A couple seeking to make changes to properties that they own in a Lake District village have been refused by the national park.
Miss S Mawdsley and Mr M Rankin, of Oak Vale at Braithwaite, near Keswick, were turned down in a decision by planning officers.
The application wanted to demolish two properties and then recreate them elsewhere in the grounds, but making them larger and with more bedrooms.
The bungalow, Oak Vale, would be kept as a single detached dwelling, according to documents submitted to the authority. The site contains two holiday lets and the Oak Vale bungalow, which the couple live in, with the properties purchased in 2019, a national park report said.
Agents representing the couple in the application said there would be “no” detrimental effect on the area or its surroundings.
But the proposals drew opposition, including from Above Derwent Parish Council, which “strongly” objected in a comprehensive response to the plan.
Oak Vale was originally built to provide manager’s accommodation for the Middle Ruddings Hotel.
In its submission, the parish council told the national park that the percentage of homes not used for permanent residence in the area is already over 40 per cent, while 26 per cent of residential properties were now used as holiday lets.

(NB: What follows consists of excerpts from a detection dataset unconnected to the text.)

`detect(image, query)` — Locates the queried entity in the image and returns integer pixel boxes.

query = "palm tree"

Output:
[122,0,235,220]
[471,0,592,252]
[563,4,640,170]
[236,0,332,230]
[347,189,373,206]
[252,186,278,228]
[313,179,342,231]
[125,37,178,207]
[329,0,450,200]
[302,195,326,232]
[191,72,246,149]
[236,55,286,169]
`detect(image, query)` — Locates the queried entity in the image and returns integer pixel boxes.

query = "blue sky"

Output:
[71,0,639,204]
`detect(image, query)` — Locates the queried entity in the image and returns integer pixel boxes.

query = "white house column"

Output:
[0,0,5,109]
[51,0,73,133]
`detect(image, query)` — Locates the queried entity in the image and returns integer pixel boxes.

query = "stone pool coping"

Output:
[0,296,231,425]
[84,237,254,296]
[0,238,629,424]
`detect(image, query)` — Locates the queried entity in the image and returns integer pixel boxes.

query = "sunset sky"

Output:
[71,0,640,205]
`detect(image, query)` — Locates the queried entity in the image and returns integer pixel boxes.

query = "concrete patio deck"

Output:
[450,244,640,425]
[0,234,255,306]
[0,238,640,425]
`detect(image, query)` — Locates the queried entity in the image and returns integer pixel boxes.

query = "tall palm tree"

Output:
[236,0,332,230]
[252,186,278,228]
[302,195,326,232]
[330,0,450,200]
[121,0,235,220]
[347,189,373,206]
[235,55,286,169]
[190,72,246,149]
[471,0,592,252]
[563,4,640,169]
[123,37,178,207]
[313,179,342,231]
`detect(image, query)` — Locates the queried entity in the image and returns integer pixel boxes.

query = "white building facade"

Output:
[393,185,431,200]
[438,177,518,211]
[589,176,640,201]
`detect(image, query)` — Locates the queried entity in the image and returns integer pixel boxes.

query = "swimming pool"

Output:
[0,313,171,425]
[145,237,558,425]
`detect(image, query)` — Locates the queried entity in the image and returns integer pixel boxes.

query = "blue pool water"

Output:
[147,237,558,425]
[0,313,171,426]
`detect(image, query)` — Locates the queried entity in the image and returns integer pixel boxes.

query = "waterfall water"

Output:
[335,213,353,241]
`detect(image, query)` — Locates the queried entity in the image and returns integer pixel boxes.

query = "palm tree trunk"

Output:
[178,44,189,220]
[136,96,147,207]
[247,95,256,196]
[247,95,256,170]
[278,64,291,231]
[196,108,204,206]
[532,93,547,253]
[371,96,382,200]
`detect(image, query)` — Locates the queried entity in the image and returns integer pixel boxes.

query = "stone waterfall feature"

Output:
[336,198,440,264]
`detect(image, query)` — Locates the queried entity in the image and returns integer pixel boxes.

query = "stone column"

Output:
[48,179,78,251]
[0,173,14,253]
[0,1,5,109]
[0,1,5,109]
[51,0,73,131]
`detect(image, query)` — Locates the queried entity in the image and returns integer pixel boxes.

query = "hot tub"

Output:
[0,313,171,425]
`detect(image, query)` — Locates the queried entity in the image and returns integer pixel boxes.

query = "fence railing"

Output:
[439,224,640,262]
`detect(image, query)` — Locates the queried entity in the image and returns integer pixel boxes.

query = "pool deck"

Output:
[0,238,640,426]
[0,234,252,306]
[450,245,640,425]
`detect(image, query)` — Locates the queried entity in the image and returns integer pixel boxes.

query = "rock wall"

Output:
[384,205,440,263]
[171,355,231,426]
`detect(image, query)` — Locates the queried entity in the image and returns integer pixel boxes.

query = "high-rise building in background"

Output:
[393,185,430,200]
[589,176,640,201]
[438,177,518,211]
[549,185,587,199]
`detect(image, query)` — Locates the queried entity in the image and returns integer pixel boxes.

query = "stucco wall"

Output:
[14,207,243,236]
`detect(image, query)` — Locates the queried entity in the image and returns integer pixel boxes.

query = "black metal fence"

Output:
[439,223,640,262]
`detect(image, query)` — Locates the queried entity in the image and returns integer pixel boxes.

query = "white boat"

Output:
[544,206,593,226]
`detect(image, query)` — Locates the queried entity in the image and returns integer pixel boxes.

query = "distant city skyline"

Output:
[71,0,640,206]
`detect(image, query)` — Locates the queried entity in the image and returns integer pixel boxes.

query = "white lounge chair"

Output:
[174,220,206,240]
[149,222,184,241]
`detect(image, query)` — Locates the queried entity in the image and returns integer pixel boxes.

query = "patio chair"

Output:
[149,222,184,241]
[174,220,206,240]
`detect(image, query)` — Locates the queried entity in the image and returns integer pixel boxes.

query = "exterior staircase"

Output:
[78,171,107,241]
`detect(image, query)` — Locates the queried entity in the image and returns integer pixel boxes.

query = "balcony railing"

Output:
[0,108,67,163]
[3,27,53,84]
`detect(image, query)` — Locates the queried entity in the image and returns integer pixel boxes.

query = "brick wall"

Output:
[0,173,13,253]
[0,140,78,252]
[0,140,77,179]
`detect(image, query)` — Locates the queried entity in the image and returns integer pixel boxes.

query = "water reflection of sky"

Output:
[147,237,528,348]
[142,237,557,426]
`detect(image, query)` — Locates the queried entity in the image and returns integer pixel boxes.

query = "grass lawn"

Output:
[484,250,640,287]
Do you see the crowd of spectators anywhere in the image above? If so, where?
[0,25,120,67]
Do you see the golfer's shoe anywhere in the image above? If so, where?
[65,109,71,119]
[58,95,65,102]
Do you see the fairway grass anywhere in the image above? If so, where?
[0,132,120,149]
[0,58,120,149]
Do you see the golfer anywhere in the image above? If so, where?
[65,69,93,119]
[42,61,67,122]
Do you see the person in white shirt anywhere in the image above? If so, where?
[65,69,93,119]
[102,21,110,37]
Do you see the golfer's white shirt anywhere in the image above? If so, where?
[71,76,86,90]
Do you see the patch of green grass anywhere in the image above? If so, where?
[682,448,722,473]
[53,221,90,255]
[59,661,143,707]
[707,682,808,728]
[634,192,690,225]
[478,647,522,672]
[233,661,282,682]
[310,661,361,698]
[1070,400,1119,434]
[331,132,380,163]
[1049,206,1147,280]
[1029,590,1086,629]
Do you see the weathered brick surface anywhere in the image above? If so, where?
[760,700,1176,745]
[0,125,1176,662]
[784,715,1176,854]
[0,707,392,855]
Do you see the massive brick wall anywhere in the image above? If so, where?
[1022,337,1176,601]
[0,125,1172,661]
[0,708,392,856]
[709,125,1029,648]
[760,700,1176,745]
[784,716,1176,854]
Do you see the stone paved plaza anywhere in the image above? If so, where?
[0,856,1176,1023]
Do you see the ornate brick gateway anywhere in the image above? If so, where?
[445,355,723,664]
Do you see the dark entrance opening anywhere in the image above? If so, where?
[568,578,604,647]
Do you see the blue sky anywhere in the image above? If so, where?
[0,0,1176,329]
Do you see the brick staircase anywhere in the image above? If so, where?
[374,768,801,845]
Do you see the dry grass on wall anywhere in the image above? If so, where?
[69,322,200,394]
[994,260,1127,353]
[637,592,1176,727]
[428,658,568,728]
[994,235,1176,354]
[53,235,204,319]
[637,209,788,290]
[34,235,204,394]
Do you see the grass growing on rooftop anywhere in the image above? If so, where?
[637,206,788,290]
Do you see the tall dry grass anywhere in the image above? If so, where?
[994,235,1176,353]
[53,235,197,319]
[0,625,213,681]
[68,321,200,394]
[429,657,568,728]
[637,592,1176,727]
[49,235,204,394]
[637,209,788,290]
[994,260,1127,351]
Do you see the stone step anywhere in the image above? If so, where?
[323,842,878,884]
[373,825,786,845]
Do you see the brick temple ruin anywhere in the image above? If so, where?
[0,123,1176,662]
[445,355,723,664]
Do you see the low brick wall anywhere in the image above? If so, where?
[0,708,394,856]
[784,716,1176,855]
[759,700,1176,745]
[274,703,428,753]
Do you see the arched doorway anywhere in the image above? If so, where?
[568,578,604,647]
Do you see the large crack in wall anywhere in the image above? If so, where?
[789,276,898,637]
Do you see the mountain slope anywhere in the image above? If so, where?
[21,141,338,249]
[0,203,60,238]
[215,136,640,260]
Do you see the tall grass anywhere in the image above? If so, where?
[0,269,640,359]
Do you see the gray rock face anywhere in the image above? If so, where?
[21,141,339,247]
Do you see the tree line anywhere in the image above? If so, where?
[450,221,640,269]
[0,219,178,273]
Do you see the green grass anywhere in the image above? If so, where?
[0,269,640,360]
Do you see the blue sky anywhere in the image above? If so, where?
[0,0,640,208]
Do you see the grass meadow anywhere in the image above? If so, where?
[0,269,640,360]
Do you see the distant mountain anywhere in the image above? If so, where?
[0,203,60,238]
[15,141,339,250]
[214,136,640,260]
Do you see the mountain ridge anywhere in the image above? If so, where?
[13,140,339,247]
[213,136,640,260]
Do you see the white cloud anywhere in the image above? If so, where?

It said the two new properties would be “three storeys” in height and that if they were built, they should be ring-fenced as local occupancy only.
One objector claimed that the two new properties would be let by the applicants as either holiday lets or sold to second home owners.
They wrote: “There is already a high proportion of such properties in the village, and having more will not serve any local need, but rather further compromise the viability of our village.”
Planners refused the application. This was on the grounds that they believed it would cause “harm to the character and appearance of the settlement” and the two new homes would not “result in an enhancement of the immediate setting.”